Spying on us is a big concern. My beef with the article is that it's got practically nothing to do with Obama. NSA employees and subcontractors have a job they want to keep. It's their lifelong chosen field. The President is elected every four years. They are NOT going to risk their job doing some illegal search on the whim of a current President because he wants to use their searches for personal reasons, and they are very conscious of where that line of legality is drawn, and they do their best to stay on the legal side, despite occasional forays over it. If the Obama administration "abused" the NSA information collecting abilities, it was likely properly documented for national security reasons. My beef is not with Obama, my beef is with these national security reasons being drawn up against American citizens for reasons connected to the failed, persecutory War on Drugs.
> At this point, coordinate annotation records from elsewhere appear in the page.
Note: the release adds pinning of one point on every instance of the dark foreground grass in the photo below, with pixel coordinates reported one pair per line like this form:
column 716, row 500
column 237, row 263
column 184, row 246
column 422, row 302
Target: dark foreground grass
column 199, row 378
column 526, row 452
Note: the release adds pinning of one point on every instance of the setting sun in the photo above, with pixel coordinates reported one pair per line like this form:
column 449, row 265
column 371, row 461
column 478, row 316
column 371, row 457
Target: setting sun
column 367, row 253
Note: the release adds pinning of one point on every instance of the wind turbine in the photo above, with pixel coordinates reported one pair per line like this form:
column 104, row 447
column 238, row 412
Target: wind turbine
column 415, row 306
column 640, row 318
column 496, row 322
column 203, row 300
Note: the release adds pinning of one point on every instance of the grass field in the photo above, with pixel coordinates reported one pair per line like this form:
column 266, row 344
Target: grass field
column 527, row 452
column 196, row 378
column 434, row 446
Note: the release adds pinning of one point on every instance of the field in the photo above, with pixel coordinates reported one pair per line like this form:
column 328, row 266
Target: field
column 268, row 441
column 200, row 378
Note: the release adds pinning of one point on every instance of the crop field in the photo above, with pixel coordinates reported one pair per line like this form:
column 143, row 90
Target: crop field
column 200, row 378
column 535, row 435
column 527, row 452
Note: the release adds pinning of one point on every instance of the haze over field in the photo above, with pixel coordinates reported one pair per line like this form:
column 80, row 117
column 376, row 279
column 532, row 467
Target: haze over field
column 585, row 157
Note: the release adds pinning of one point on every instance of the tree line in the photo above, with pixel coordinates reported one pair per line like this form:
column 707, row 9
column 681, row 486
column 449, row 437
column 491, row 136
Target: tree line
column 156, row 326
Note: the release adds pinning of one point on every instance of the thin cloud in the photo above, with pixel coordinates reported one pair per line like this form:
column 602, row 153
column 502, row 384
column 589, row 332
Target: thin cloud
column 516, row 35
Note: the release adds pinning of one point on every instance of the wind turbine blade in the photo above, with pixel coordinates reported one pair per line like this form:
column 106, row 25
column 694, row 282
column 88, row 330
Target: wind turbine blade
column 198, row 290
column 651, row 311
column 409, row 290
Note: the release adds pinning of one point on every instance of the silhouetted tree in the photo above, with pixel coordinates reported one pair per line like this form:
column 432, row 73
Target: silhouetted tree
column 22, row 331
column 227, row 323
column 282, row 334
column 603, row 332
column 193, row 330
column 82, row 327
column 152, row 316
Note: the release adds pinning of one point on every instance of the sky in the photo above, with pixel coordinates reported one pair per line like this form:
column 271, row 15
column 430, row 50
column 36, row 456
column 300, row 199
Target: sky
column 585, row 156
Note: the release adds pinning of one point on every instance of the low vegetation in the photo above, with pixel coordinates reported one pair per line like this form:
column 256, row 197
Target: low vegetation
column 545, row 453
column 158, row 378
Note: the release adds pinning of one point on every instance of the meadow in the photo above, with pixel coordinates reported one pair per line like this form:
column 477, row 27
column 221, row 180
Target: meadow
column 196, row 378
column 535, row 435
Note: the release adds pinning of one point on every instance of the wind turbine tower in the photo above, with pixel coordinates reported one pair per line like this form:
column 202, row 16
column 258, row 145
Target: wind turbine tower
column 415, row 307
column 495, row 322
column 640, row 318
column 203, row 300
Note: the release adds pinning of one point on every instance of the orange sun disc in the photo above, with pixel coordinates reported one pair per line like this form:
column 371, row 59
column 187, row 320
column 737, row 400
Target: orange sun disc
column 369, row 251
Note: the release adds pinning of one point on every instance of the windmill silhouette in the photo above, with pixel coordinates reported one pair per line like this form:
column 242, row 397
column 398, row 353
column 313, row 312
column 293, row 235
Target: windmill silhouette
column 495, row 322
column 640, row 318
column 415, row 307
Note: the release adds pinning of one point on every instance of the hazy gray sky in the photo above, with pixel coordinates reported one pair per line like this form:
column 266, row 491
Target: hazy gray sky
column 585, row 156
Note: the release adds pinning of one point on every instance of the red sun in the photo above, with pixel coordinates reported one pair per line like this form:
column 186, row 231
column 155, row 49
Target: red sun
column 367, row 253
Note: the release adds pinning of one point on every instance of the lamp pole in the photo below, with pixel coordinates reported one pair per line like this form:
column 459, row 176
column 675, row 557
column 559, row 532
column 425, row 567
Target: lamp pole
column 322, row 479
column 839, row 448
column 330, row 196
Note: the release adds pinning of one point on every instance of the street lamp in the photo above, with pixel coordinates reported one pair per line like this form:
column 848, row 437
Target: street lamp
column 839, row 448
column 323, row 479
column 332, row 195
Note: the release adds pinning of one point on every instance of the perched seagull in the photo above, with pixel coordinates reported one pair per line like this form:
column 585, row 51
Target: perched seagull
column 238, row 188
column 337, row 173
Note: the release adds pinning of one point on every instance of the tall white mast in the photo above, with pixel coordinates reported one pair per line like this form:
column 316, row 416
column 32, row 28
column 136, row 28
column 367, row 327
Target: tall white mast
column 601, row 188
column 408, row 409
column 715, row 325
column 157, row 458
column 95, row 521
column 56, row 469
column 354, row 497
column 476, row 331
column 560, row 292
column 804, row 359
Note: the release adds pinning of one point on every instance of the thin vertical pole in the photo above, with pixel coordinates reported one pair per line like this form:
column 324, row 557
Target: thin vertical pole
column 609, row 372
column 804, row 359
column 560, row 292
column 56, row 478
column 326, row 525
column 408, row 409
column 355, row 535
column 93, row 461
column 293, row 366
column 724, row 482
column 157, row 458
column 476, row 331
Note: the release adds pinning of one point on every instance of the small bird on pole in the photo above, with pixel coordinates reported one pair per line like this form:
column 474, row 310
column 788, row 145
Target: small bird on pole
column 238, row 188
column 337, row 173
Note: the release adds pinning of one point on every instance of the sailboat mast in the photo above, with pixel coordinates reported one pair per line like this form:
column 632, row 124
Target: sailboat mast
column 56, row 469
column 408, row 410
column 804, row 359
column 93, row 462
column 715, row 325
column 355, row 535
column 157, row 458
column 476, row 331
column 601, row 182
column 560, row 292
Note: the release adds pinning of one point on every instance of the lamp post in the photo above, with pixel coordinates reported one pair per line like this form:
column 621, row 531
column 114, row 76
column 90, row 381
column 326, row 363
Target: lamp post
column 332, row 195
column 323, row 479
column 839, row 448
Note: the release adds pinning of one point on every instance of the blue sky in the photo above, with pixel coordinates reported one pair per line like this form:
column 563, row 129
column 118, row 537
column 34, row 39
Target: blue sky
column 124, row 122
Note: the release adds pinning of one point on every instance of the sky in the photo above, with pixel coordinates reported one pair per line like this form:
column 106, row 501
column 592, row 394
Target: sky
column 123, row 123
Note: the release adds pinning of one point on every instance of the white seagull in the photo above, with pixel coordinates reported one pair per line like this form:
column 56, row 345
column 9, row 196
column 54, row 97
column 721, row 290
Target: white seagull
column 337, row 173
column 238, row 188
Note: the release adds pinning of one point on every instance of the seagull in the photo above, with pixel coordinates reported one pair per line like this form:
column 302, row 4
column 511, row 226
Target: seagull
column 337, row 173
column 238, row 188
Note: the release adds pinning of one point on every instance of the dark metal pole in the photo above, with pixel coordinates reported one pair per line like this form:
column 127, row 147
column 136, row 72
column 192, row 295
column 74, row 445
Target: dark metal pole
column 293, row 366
I truly believe most people within the NSA sincerely wish to defend America against terrorism. And their chain of command contains a lot of cross-accountability and oversight. The danger is not that the NSA has nefarious purposes, or can even be used by a President with nefarious purposes. The danger is that the War on Drugs (and other over the top things) will
allow the NSA to be used as a tool in ways increasingly eroding our 4th Amendment rights. And the other big danger is that the NSA will
fail to protect us from Islamic terror due to them being TOO careful not to overstep the legal line. They have to walk a tightrope. We criticize them for spying too much but when there is another 9/11 they will be criticized for not spying
enough to have prevented it.
No, the danger to our rights isn't the NSA per se, is the paradigm of increasing Federal control over every aspect of our lives. And that's where we need to focus our efforts to change. But leave the NSA alone to root out the Islamofascists among us, please.